A new study of nearly 1500 full-time U.S workers by the Boston Consulting Group published in the Harvard Business Review found that certain AI use cases can create mental stress, while others significantly reduce it, highlighting the importance of leveraging AI solutions in the right contexts.
What is “AI brain fry?” The term, coined by the study, refers to mental “fog,” “buzzing,” and an “inability to think clearly, like a mental hangover” that is associated with intensive back-and-forth with AI tools.
-
While AI is meant to create efficiencies and speed up productivity, certain uses (and overuses) seem have the opposite effect: “instead of moving faster, my brain just started to feel cluttered…[and I realized] I was working harder to manage the tools than to actually solve the problem,” reported one user.
-
The study argues that these instances can create significant business costs, as brain fry can lead to decision fatigue, major and minor errors, and a greater desire to quit—all of which impact the bottom line.
In what use cases is brain fry most common? According to the study, the most mentally taxing form of AI engagement is oversight, or the extent to which AI tools require workers’ direct monitoring (e.g., of multiple AI agents). High oversight use cases required up to 14% more mental effort, and predicted 12% more mental fatigue and 19% greater information overload.
Mental fatigue varies significantly by function, with HR near the top. Marketing roles reported significantly higher rates of “AI brain fry” than any other function, with HR second. Legal, product management, and management/leadership all reported comparably very low levels of mental fatigue. Interestingly, engineering/software development was fourth.

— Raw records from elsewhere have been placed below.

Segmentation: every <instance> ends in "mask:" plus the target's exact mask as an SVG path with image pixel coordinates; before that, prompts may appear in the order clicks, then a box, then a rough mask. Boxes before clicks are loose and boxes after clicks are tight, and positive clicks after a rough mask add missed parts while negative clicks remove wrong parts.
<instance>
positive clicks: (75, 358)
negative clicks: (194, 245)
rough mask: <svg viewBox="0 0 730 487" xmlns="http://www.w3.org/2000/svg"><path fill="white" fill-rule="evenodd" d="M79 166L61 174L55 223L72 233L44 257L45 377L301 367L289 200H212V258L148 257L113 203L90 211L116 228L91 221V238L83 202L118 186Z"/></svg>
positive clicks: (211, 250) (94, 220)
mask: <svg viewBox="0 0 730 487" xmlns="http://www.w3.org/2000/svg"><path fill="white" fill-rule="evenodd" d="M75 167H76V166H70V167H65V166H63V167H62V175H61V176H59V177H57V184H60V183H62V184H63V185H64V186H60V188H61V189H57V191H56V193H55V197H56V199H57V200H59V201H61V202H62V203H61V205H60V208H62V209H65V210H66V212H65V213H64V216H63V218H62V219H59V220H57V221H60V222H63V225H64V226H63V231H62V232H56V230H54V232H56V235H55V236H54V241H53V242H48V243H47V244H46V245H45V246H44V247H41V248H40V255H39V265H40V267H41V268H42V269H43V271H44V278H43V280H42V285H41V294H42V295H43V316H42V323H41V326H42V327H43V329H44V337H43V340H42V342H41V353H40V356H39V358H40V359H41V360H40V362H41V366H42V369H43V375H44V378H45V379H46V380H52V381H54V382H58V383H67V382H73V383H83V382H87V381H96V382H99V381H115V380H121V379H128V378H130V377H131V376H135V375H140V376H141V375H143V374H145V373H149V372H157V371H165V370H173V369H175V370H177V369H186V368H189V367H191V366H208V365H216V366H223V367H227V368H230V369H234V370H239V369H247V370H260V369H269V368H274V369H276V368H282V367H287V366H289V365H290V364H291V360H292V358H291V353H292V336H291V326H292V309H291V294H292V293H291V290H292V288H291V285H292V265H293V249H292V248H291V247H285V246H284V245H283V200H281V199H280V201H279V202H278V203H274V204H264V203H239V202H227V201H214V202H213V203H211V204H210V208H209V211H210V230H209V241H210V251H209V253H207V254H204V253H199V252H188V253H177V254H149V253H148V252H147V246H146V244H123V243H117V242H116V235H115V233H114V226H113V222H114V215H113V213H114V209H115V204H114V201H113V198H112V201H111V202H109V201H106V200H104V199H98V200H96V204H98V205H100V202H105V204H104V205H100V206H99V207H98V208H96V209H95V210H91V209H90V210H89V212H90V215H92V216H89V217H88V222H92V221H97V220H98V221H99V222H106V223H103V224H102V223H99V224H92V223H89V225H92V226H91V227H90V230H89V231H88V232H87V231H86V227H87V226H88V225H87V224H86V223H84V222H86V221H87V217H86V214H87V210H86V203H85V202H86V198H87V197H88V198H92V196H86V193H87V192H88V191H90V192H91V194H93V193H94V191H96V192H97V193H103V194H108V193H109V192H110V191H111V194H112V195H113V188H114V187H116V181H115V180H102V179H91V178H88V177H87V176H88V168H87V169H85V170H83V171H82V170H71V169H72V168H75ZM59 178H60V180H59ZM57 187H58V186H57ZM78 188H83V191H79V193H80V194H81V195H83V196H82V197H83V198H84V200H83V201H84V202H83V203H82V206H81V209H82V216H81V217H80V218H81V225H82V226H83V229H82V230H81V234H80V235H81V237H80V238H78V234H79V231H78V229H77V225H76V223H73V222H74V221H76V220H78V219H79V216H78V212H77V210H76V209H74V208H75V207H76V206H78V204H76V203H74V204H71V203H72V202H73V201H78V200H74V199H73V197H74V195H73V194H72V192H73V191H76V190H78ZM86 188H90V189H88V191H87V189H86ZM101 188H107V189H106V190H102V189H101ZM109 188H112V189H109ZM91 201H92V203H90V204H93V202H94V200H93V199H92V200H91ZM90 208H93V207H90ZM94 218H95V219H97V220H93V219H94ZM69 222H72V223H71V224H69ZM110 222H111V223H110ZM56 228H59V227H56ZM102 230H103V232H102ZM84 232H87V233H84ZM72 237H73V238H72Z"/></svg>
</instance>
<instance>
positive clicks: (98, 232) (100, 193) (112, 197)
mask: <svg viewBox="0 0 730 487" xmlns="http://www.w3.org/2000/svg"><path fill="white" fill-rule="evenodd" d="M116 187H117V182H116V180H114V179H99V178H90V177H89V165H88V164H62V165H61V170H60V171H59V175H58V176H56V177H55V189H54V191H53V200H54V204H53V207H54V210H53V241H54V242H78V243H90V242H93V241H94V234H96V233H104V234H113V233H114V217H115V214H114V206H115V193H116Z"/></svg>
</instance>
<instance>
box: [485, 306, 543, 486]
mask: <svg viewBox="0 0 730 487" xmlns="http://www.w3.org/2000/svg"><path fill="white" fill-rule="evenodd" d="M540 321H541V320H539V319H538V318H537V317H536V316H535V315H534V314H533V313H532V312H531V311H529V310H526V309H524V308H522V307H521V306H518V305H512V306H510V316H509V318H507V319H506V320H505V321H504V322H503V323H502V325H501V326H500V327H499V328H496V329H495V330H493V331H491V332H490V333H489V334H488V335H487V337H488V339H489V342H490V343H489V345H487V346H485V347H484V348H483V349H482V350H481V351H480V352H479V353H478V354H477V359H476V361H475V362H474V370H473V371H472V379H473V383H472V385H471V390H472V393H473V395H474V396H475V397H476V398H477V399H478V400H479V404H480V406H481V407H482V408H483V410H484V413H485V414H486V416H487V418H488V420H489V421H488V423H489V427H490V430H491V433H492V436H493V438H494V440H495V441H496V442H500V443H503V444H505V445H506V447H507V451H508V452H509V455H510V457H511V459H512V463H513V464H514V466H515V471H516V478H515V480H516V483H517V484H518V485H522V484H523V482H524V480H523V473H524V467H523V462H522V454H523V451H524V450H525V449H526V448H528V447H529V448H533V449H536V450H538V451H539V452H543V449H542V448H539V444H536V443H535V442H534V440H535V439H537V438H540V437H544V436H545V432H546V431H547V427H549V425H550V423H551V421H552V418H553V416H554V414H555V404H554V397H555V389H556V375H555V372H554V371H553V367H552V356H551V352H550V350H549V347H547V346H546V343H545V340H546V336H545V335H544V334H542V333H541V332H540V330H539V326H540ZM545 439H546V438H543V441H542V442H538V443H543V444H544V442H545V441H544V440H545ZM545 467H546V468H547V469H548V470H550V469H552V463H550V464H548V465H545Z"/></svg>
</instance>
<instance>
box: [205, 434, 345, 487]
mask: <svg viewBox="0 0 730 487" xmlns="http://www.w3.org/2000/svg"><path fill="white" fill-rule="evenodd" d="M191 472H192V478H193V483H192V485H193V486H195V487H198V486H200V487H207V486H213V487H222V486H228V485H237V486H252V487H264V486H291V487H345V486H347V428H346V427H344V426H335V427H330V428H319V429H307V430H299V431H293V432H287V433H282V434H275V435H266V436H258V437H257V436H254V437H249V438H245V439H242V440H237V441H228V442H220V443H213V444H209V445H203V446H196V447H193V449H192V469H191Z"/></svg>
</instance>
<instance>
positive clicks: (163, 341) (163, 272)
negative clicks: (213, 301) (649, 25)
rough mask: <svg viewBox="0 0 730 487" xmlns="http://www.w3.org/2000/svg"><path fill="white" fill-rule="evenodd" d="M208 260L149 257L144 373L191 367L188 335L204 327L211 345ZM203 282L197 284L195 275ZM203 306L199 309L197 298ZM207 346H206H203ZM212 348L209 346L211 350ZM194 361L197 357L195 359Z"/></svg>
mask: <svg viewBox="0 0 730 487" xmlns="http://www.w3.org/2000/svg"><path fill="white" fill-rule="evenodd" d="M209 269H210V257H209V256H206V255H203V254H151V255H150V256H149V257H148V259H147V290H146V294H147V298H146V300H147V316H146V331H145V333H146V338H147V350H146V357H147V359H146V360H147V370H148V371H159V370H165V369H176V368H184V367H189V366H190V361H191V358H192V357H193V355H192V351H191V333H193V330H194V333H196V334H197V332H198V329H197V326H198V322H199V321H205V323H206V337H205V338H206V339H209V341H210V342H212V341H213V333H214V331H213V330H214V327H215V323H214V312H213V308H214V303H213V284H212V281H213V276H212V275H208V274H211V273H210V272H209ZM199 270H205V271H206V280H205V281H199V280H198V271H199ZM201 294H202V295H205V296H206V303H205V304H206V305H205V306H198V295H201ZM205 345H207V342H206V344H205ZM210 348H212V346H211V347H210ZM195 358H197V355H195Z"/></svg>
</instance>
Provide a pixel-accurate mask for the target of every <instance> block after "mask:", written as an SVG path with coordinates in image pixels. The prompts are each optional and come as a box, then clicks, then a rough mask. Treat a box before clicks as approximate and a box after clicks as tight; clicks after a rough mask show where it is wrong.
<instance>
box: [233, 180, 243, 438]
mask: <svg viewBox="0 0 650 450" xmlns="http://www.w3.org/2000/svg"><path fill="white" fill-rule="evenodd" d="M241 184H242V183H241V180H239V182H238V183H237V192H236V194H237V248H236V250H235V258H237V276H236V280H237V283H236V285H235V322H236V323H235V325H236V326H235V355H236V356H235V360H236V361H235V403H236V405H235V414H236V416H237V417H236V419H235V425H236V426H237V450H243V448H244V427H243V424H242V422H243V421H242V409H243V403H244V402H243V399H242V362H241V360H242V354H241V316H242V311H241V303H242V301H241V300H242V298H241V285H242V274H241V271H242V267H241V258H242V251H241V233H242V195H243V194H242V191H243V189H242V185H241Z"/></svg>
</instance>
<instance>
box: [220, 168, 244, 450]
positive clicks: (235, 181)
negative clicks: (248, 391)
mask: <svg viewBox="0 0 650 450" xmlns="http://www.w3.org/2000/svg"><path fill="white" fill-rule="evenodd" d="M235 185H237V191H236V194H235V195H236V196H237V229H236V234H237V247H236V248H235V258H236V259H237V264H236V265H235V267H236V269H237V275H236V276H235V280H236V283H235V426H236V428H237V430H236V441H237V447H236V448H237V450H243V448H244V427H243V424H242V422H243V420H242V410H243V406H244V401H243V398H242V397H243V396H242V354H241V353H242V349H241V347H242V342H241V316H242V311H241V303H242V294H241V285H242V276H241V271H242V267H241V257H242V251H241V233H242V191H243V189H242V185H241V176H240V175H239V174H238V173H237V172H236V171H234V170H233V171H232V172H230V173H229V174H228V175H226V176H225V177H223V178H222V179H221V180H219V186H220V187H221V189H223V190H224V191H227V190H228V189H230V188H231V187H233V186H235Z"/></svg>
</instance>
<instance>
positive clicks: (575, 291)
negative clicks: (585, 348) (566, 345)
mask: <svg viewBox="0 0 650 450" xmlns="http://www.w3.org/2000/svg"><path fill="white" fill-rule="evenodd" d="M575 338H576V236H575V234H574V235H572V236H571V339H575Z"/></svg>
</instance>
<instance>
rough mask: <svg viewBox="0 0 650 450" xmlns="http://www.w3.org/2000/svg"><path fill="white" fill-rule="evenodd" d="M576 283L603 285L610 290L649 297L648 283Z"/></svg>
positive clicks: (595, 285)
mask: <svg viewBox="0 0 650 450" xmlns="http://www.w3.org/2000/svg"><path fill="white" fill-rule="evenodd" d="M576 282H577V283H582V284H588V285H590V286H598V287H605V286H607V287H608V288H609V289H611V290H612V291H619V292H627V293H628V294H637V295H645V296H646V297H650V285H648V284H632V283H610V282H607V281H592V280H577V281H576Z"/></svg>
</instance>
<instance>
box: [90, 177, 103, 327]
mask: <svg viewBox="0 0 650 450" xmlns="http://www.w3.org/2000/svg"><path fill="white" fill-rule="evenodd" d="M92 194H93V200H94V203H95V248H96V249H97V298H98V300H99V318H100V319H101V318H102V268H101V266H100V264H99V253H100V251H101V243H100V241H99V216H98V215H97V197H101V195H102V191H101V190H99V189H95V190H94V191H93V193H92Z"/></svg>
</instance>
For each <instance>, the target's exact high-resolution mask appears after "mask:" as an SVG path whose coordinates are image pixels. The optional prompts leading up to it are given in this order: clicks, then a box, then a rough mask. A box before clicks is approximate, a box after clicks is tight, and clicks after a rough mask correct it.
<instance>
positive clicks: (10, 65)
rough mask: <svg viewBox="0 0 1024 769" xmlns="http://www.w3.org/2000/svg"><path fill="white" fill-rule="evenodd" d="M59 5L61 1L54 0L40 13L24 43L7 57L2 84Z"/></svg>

Where can AI alleviate stress and burnout? Unsurprisingly, using AI for routine, repetitive, and mundane tasks is associated with significantly lower levels of burnout (but not mental fatigue). Employing AI for such tasks allows for a “higher degree of social connection with peers as well.”
Lessons for HR leaders:
-
Invest in AI training and keep the conversation going: It is not only essential to make sure your employees understand where AI can be helpful and where it cannot, but also for managers to have ongoing dialogues with employees about the same.
-
Be clear about your AI strategy and expectations: The study shows correlation between uncommunicated pressure to use AI and mental fatigue, while clearly-communicated AI strategies and expectations lead to less burnout.
-
Think about job design and AI use cases holistically: Avoid simply layering AI oversight on top of human oversight, or stacking AI tools endlessly for each employee. Instead, embed AI deeply in overall workflows and treat it as a collective capability rather than an individual differentiator.
-
Measure AI by impact, not activity or intensity: Incentivizing mere quantity of use will lead to waste, low quality work, and burnout. Instead, focus on the actual impact, and begin with a clear strategic north star tied to business objectives.